L’artiste Sié Charles, bien connu dans le Zanzan, a, pour sa part, décidé d’initier une campagne de sensibilisation à l’exode rural. « En tant que leader d’opinion, je veux jouer ma partition dans ce combat en vue d’éviter à d’autres sœurs des mésaventures aux conséquences parfois graves», soutient-il. Pour Mme Ouattara Salimata, présidente d’un mouvement féminin, c’est la grande pauvreté des ménages qui est à la base de cette situation. C’est pourquoi, elle souhaite que des actions concrètes soient entreprises au profit des jeunes filles  pour les aider à se prendre en charge sur place. 

Le D. K. Hélène, que nous avons rencontré dans la localité de Laoudi-Bah, à 35 km de Bondoukou, revenue pratiquement bredouille d’une expédition abidjanaise, raconte : « J’ai passé près de 10 ans à Abidjan (Yopougon et Port-Bouët)  à faire le travail de bonne. Quand je suis tombée enceinte, puis malade, je ne pouvais plus travailler et j’ai dû utiliser toutes mes économies. J’ai été obligée de revenir au village sur insistance de  ma mère. »

Selon elle, c’est par l’entremise d’une  tante à Yopougon qu’elle s’est engagée, en 2003, dans ce métier où elle a connu de durs moments de labeur. Tout ce qu’elle en a retiré, c’est une fillette de 20 mois que le père n’a pas reconnu. Dans plusieurs villages du Zanzan, d’autres victimes  tentent de reconstruire leur vie avec des fortunes diverses.
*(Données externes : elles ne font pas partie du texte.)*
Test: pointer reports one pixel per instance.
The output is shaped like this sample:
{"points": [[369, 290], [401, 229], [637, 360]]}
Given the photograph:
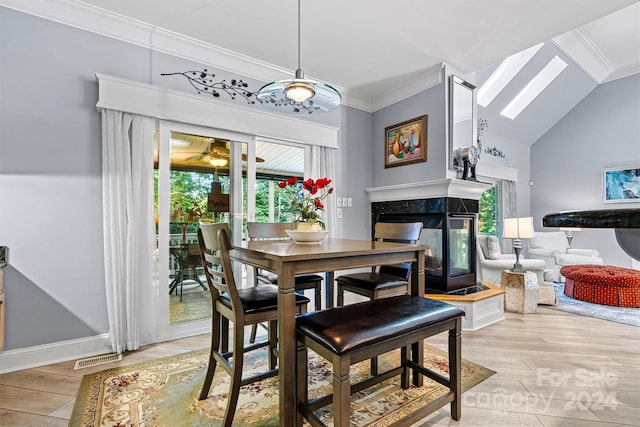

C’est le cas de Adjara M. qui, dans son village (Dabokitira), dans la sous-préfecture de Boahia  (département de Koun-Fao), a ouvert, en 2011, son atelier, de couture, ‘’Mamie-Couture ‘’. Elle se réjouit de ce que, en 2012, à la faveur de la fête des mères, un cadre de la localité lui a offert deux machines à coudre. « Maintenant, je me débrouille avec mon atelier qui m’aide beaucoup», affirme-t-elle.

Par ailleurs, des témoignages recueillis auprès de certaines communautés montrent que des jeunes filles fiancées font le travail de ‘’bonne’’ durant une certaine période afin d’avoir les moyens pour mieux préparer leur mariage (achat d’ustensiles de cuisines, de bijoux, pagnes…). « C’est une question d’honneur pour elles», nous a expliqué  Ouattara Anzoumana, couturier à Bondoukou et originaire de Sandégué. Pour les initiateurs de la campagne de sensibilisation, il s’agit surtout d’attirer l’attention de tous sur les effets néfastes de cet exode massif vers la capitale ivoirienne.  « Généralement, elles reviennent d’Abidjan avec des grossesses non désirées, des maladies, des tatouages  et des comportements reprouvés dans nos traditions tels l’irrespect. », déplore l’artiste Sié Charles, déterminé à poursuivre la lutte contre ce phénomène, en accord avec tous les fils et filles du Zanzan. Pour soutenir cette action, il vient de sortir un album ‘’Boussi’’  (il faut t’abaisser en koulango). Une invitation à l’humilité  et à une prise de conscience de la gravité du problème qui n’épargne aucune localité des régions du Gontougo et du Bounkani. L’auteur de la chanson partout fredonnée dans le Zanzan, ’’Ama Dongo’’ sortie en 2008, aborde d’autres thèmes dont la lutte contre le Sida.